As I read emails like these, I remember a moment years ago when my wife and I were sitting in a hospital conference room. One of our children had just been diagnosed with cancer, and two doctors were explaining the protocol our child was about to begin. They were going over the list of chemotherapeutic agents and the side effects, asking us to sign off for each one. It was dizzying.
Then one of the doctors added this: “I don’t know anything about the two of you and the state of your marriage, but I can tell you that a high percentage of couples with a child with cancer who are married at the beginning of treatment are separated or divorced by the end of treatment. These next few years are going to be hard on your whole family, but that little child in the bed around the corner needs loving parents like never before.
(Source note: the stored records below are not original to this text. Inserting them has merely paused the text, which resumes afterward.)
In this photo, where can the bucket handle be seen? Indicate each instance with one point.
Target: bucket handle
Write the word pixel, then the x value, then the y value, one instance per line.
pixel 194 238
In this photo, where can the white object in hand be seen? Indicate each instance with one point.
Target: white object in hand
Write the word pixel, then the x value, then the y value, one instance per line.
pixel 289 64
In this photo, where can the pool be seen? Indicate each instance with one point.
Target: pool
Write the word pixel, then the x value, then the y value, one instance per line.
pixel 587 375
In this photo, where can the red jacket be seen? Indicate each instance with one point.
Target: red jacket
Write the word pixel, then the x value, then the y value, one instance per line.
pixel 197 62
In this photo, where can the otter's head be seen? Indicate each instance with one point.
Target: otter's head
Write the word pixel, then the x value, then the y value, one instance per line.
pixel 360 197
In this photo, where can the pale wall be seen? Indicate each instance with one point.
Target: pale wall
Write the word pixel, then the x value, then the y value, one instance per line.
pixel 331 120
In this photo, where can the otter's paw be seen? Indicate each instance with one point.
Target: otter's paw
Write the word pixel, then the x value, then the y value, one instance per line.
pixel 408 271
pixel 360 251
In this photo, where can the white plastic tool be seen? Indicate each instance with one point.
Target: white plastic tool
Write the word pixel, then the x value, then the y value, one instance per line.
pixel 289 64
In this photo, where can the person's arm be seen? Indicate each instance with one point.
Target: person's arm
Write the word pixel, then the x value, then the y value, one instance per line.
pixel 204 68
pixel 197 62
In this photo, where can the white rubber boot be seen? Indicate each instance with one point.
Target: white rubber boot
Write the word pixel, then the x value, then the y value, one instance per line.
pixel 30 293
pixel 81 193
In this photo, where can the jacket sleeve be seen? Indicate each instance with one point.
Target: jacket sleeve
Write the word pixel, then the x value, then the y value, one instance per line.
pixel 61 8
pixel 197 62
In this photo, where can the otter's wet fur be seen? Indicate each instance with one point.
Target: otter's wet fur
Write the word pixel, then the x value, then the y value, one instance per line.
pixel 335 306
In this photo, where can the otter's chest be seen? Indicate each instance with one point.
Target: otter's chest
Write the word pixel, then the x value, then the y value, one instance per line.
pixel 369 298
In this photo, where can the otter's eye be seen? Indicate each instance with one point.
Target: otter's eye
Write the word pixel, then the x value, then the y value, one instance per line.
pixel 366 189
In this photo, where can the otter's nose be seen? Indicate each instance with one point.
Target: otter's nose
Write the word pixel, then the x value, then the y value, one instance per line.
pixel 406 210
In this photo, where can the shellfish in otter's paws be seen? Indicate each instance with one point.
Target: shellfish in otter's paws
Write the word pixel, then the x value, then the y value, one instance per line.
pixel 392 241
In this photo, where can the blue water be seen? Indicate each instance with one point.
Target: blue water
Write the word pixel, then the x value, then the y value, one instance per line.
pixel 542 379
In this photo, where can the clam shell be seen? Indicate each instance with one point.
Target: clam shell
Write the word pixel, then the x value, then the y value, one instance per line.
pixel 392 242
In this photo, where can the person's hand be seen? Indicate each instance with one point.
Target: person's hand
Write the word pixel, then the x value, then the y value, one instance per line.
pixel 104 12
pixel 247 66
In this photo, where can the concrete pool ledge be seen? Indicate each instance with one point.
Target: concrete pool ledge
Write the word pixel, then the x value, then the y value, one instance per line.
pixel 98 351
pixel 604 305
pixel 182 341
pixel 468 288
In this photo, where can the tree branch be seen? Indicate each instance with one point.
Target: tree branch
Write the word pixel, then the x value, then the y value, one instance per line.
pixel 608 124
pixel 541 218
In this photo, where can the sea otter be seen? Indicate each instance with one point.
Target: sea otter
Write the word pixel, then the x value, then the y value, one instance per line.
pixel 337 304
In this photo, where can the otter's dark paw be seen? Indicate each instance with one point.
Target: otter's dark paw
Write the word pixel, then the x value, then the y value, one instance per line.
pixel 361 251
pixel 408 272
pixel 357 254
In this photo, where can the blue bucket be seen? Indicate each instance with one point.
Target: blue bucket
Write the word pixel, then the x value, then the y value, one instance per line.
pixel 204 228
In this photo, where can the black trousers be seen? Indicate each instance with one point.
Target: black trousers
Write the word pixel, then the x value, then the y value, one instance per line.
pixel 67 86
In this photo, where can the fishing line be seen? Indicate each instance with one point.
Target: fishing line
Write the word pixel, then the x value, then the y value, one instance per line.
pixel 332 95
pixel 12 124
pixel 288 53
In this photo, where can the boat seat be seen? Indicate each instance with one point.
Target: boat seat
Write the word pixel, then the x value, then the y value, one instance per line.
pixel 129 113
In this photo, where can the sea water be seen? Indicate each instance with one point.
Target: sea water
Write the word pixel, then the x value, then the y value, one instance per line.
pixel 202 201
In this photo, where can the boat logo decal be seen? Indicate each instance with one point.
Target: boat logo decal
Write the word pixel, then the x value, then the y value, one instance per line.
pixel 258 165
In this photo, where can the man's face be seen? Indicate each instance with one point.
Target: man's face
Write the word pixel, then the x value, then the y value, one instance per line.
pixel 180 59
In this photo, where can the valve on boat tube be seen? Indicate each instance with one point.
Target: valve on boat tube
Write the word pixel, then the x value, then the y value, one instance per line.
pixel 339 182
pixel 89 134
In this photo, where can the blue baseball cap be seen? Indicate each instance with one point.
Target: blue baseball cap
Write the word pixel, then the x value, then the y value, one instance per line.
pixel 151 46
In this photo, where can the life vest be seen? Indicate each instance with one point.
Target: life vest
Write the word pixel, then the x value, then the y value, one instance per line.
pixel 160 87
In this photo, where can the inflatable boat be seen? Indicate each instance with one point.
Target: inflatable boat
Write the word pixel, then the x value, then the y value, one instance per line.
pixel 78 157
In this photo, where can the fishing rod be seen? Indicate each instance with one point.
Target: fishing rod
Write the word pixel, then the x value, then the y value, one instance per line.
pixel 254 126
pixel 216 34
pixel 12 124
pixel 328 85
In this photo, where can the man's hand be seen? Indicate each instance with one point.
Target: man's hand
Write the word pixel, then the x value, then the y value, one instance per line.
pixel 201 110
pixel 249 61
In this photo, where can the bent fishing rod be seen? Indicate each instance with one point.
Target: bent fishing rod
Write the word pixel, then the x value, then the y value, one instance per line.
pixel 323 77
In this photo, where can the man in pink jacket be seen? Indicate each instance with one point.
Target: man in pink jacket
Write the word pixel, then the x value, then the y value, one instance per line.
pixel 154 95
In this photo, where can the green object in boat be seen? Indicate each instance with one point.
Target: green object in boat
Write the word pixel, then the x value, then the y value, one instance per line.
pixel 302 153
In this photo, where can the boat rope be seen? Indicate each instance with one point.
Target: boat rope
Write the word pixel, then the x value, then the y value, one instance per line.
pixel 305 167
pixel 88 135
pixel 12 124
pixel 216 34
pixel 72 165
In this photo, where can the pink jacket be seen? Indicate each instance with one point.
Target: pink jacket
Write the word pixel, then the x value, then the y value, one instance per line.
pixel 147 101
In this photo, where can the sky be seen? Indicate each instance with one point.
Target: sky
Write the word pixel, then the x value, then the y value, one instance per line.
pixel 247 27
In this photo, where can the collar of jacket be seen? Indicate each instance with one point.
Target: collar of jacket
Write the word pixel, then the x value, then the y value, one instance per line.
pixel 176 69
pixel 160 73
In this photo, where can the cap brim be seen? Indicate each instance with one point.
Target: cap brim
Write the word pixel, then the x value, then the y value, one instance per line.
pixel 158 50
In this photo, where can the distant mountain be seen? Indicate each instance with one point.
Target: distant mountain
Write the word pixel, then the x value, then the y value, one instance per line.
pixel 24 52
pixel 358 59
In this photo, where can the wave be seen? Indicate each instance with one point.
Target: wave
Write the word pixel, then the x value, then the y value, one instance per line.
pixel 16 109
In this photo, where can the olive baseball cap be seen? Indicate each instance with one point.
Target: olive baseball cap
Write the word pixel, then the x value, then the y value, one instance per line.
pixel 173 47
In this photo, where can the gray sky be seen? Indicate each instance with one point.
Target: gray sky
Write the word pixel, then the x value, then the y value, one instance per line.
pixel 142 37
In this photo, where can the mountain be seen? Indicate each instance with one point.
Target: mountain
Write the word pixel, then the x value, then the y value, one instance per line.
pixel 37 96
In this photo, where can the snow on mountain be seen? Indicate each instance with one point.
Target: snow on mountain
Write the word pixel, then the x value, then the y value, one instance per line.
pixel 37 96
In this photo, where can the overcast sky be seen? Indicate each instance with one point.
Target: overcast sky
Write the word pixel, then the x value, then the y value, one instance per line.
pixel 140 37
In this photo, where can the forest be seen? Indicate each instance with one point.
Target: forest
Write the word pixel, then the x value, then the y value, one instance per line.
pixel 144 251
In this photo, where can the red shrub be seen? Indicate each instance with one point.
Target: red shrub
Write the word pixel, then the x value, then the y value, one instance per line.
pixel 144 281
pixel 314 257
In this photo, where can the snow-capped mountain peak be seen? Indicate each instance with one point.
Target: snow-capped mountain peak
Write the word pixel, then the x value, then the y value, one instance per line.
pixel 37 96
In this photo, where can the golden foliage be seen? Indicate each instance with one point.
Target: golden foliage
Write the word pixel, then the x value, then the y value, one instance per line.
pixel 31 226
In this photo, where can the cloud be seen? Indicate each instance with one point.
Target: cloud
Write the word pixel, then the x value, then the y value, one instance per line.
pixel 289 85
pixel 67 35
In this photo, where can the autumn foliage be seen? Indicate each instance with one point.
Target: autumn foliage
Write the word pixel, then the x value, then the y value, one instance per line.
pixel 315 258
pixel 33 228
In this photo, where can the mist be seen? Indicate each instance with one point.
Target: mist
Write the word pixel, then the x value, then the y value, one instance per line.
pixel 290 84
So if your marriage is strong, please do all you can to keep it that way. And if it’s not strong, please do what you can to strengthen it now, because the strain you are about to experience won’t be easy.”
The doctor’s sincere concern brought tears to my eyes, and those same tears come to my eyes as a read the emails that come in, especially those from pastors whose churches are being torn apart in a dozen different ways, and whose own strength and well-being are being shaken in the process.
If you’re a pastor and you’re part of the spiritual resistance to Trumpism, QAnon, white Christian nationalism and supremacy, and the rest, I want to offer you the same counsel the oncologist gave my wife and me that day. If you’re spiritually strong, please do what you need to to keep it that way. And if you’re spiritually struggling, now is the time to do something about it. The next few years aren’t going to get easier … so now is the time to find a spiritual director or coach (or both), ask for a sabbatical, spend time with people and books and podcasts that encourage you, and be a friend (and pastor) to yourself.
If you need to “pull the ripcord,” then do so without shame or guilt. There is no shame in being wounded in a tough, protracted battle. Sometimes, a short-term retreat is necessary for a long-term advance.
And if you are inspired by the vision for “a good and beautiful field in which Harmony is Reality on the far side of perplexity,” all the more reason to find a group of peers who can support, encourage, and befriend each other on the journey to that place.